Note that throughout the analysis, the dataset is considered to be representative of the whole bank. Hence the conclusions drawn from the dataset are considered a representation of the bank as a whole. In reality, this should be carefully verified!
2. Descriptive visualizations using Tableau
The software package Tableau was used to create some visualizations. A series of a visualized A/B tests will be performed. What this means is that no statistical significance will be assess at this point. This step is nontheless important and aims to gain familiarity with the dataset as well as identifying possible routes to investigate further into. In a real case scenario, this would include lots of management with stakeholders and could possibly open up alternative areas to investigate later on, outside the scope of the current project.
This visualization was detailed in the Udemy-course “Data Science A-to-Z” from Kirill Eremenko.
Geography
The bank has customers from three countries: France, Germany, and Spain. As can be seen in the graphic, around half of the banks 10000 customers are registered in France. The rest of the customers are shared between Spain and Germany in equal proportion (25%).
Does the country in which the customer is registered have an impact on the churn? The graphic below shows the percentage of the total number of customers in that country that stayed with the bank and that percentage of customers that left the bank in each country. The shaded line at 20% represents the overall percentage of customers that left the bank, which is 20%, regardless of any feature. One can see that there seems to be a correlation between the country and the churn of a customer. At this point the idea is not to verify if this is a statistically significant finding, that will be done at a later stage.
Gender
In the dataset the distribution of the two gender labels is about equal, around 45% of the customers are female and the remaining 55% are male. That is summarized in the graphic below, that also contains the actual number of customers from each gender that left the bank. From the relative numbers, one can infer that a female customer is more likely to leave the bank thank a male customer, since 25% of females have left the bank and only 16% of males compared to the 20% baseline. Similar to the geography feature, this difference should be tested for statistical significance later.
HasCrCard
More than double the number of customers have a credit card with the bank – 7000 in total – compared to the 3000 that do have a credit card with the bank.
There appears to be no difference in the number of customers that have a credit card and left the bank and those that did leave the bank without having a credit card.
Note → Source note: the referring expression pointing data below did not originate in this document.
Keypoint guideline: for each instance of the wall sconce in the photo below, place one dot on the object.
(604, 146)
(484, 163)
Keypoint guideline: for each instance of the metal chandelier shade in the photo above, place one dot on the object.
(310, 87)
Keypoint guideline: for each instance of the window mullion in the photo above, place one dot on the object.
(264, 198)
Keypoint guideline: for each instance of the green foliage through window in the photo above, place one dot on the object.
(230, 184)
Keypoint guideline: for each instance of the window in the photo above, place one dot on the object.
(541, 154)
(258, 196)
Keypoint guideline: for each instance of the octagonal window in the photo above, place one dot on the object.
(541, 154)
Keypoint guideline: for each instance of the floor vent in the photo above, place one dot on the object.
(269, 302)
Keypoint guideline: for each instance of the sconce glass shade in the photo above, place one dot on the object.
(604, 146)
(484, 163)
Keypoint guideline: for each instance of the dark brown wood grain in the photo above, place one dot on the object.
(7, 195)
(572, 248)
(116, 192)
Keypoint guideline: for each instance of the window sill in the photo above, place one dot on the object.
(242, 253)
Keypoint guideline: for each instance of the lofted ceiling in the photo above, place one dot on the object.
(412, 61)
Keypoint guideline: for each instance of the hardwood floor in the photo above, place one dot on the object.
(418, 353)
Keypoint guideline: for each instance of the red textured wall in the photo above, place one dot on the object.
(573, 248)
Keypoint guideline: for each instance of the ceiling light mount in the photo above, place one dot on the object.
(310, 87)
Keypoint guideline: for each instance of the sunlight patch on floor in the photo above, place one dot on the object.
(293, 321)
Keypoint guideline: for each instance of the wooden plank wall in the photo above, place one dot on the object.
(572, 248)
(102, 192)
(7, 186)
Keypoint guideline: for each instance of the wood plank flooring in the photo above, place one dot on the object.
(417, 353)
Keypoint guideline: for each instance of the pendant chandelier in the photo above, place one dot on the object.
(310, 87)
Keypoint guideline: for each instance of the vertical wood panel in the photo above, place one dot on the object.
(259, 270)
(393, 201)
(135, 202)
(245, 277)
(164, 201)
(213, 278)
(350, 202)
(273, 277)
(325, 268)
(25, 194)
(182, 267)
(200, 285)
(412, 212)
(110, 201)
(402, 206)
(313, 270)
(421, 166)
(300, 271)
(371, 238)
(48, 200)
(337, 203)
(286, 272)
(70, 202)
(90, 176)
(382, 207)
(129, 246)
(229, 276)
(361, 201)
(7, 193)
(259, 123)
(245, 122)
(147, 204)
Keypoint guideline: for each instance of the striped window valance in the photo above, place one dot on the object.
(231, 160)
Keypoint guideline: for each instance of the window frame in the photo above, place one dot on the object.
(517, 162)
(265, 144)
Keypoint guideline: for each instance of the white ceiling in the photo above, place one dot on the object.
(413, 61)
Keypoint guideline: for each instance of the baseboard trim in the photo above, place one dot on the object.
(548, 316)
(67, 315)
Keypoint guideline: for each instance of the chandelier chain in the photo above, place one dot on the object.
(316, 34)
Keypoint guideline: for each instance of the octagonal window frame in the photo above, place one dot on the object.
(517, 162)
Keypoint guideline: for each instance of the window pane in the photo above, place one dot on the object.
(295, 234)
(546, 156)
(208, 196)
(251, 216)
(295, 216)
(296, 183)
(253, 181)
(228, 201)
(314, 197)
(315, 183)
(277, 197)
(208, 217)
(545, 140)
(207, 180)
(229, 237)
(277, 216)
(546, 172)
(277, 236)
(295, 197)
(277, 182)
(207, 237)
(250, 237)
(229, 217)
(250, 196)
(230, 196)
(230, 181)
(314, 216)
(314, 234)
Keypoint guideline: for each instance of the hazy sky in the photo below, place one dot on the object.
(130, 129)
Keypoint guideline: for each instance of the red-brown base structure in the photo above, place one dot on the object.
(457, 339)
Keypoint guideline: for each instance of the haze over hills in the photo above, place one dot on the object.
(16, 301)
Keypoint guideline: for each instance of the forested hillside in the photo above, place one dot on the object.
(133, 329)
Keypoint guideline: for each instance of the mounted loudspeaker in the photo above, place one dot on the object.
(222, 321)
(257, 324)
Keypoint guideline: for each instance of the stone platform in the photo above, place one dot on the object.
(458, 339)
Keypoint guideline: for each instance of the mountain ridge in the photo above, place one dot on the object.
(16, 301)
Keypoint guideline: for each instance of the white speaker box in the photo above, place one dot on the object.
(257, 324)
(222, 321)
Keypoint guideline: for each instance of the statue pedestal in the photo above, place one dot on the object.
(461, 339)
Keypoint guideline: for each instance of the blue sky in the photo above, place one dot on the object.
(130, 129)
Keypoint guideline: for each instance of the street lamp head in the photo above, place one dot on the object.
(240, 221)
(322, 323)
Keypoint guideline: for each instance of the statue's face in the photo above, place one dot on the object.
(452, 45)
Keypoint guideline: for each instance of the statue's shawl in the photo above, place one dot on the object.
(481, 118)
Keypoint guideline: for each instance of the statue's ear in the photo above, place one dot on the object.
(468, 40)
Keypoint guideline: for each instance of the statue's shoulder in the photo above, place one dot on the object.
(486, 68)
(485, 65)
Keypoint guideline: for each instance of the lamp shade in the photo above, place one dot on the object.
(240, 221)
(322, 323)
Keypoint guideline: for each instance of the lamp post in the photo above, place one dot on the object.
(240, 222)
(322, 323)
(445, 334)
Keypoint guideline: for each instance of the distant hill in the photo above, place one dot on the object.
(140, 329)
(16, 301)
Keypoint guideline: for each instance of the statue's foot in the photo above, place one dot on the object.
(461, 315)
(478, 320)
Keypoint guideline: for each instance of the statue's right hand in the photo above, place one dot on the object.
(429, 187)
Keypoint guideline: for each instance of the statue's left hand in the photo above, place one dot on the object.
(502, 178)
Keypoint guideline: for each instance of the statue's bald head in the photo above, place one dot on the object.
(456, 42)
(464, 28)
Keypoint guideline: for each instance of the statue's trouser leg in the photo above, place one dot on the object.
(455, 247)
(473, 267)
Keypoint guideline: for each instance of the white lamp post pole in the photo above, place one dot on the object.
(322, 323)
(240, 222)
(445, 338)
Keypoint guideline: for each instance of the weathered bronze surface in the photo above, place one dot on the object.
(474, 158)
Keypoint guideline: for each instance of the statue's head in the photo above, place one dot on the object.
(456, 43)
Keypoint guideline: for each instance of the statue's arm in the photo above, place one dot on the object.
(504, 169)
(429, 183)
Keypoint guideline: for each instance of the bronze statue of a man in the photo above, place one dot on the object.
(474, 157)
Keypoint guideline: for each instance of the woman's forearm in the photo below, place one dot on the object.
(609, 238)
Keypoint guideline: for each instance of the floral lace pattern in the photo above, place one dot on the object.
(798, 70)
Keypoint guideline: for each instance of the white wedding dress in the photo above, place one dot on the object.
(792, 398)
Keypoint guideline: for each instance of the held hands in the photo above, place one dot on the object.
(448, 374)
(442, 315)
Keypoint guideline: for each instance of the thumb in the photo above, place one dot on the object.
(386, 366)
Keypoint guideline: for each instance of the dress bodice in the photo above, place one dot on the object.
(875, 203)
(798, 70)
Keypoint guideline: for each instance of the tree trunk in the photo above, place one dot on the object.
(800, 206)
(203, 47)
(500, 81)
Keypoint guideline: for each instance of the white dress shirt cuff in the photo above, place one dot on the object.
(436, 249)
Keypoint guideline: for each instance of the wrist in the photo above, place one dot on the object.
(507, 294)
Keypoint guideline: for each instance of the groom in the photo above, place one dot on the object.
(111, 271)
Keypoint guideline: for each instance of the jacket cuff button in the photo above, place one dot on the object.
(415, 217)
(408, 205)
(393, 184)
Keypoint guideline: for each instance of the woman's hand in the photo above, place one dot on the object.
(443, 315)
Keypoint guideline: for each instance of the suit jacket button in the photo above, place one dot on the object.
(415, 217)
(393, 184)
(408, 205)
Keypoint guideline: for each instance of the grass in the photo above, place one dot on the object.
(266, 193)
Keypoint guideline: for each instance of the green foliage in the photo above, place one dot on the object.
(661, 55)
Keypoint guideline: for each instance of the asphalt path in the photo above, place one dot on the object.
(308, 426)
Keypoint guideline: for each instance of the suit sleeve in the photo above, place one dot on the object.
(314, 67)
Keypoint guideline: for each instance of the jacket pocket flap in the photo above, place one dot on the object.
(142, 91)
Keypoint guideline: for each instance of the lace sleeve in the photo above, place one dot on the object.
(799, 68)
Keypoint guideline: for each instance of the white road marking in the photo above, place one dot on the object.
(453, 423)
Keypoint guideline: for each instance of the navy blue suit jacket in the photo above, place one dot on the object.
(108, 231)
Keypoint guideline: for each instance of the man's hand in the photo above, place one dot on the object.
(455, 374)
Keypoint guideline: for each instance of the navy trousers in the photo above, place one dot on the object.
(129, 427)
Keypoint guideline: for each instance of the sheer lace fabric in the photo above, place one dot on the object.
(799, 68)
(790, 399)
Almost 20% of customers, the same as the overall churn ratio, left the bank regardless if they had a credit card or not. One does not need to explore this carefully later, the total number of customers in either of the two groups is high. That is the power of this visual exploration, one can immediately draw a conclusion and save lots amount of time not having by preselecting features that do not need to be investigated closer further down the line.
IsActiveMember
Overall in the dataset about half the members are active and the other half is inactive. However, only 14% of the active members left the bank, whereas 27% of the inactive members have left the bank.
NumOfProducts
The customers of the bank have between one and four product offerings. In the visualization below, the total number of customers and the relative numbers colored by the flag if the customer stayed or left are outlined. First, the number of records for customers with one or two products is high compared to those customers that have three or four products. This is important to keep in mind in the further analysis. It is not correct to conclude at this point that having many products is highly indicative that the customer leaves the bank. One also should verify this finding in the dataset with the stakeholders at the bank. Is this dataset truly representative of the overall bank customers, is this sample representative of the whole population?
Looking at the difference in customer churn for customers with one or two products, however, shows a striking difference. Only 8% of customers with two products, but 28% of customers with only one product left the bank.
Age
When focusing on the age of the customer, it is important to investigate first the distribution of ages present in the dataset. For this, the binning feature in tableau comes in handy. In the graphic below the bins on the x axis represent ages 0 through 19, 20 through 24, 25 through 29, and so on. For a final visualization, the binning should be addressed, but in this preliminary investigation, the focus is not on a publication ready graph.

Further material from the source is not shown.